“¿Y esa para quién es?” Cada año, el Día de Muertos, le preguntábamos lo mismo a mi abuelita y ella, con la paciencia de los años nos respondía.
“Esa es para mi mamá; la otra para mi papá…” Y así comenzaba su listado de nombres de cada una de las velas que ponía en su ofrenda.
A cada vela la acompañaba un pan de muerto, un vaso de agua, un racimo de plátanos o un montoncito de manzanas.
Cuando mi abuelita relataba cada uno de los nombres, parecía como si su mente viajara al pasada y recordara a todas aquellas personas que perdió.

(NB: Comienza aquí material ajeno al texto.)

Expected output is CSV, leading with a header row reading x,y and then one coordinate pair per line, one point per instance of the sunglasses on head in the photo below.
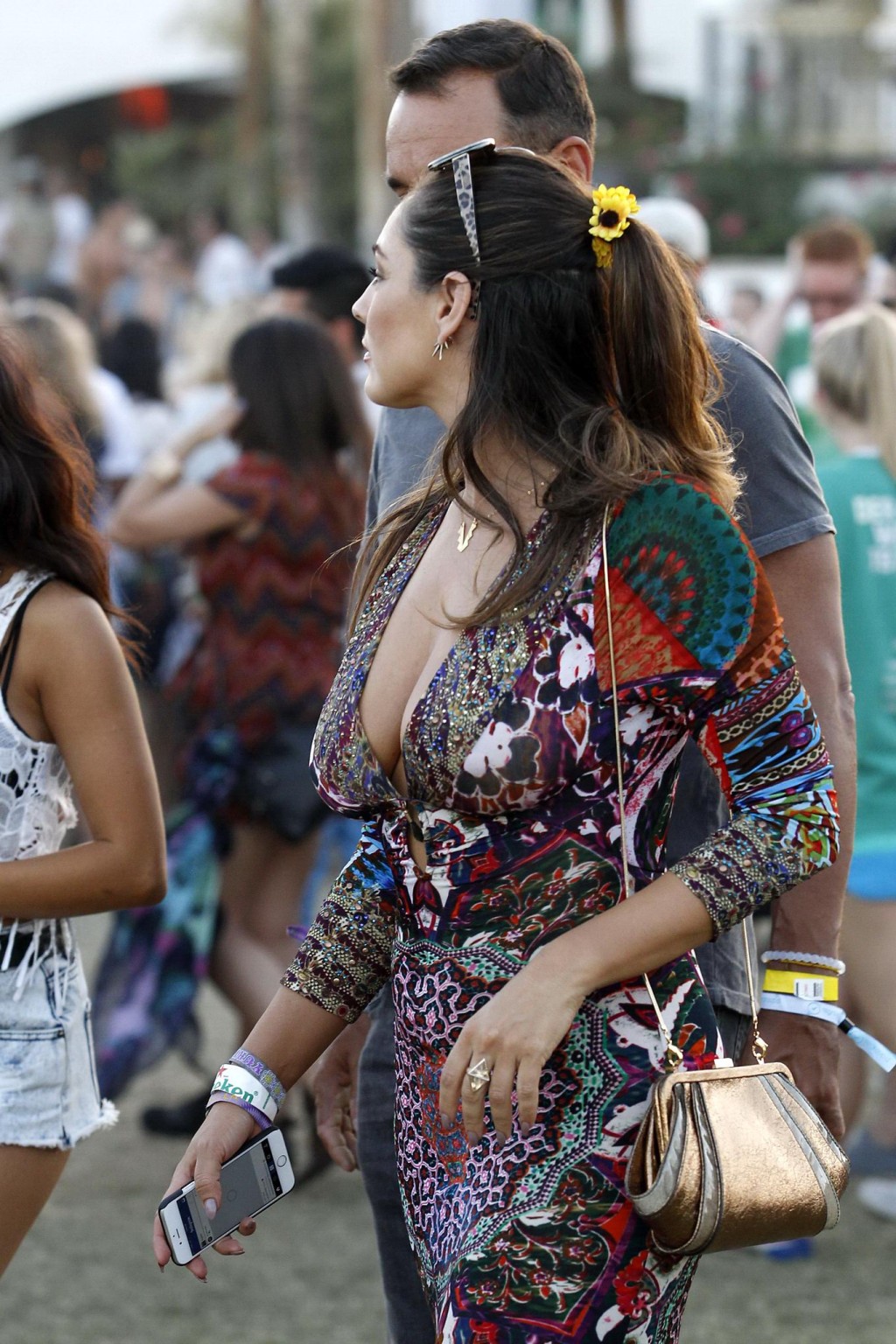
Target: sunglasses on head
x,y
459,162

La ofrenda del Día de Muertos estaba colocada sobre un petate de mimbre. Ella no le ponía papel picado ni calaveritas, pero sí incienso y una carga muy grande de amor y recuerdos.
Con el paso del tiempo, la ofrenda se fue achicando más por la falta de espacio, que por el deseo de mi abuelita. cada 31 de octubre colocaba al menos una veladora, un vaso de agua, un pan y un poquito de sal.
Mi abuelita materna colocaba en una mesa papel picado, un mantel de una calavera, dulces, velas y comida…
El 31 de octubre ponía tamales con hojas de plátano y tazas de atole y café; el 1 de noviembre, cambiaba los platos por un poco de mole, unos bultitos de maíz a modo de tortillas y una caguama para que el espíritu de mi bisabuelo la degustara.
Ya el 2 de noviembre era la comida de lujo. Ese día ponía pascal, una especie de pipían en caldo de pollo y más tamales.
Además, ese día se dirigían al Panteón de la zona para limpiar la tumba de los que se fueron. Llevaban flores, botes para colocarles agua y pequeños adornos que daban un poquito de vida a ese lugar tan silencioso.
Una vez que dejé la casa de mis papás, traté de replicar lo que aprendí de mis abuelitas en el Día de Muertos. Ponía una pequeña ofrenda en memoria de todos aquellos que ya se fueron.
¿Sus nombres? Daniel, un amigo de la facultad; Concepción, una maestra que me dio clases de historia y a quien debo la clarividencia de haberme dicho que podía triunfar si escribía; Catherine, una amiga de la secundaria que siempre fue muy valiente y que peleó hasta el final; el tío José, un señor bonachón que un primero de enero me regaló un libro sobre Lucio Cabañas y se pasó la tarde hablando de Andrés Manuel López Obrador.
Y cientos más que ya se fueron, pero que siguen viviendo en la memoria de cada una de las personas que los recordamos., y que, seguramente, en estos días volverán para abrazarnos y estar con nosotros.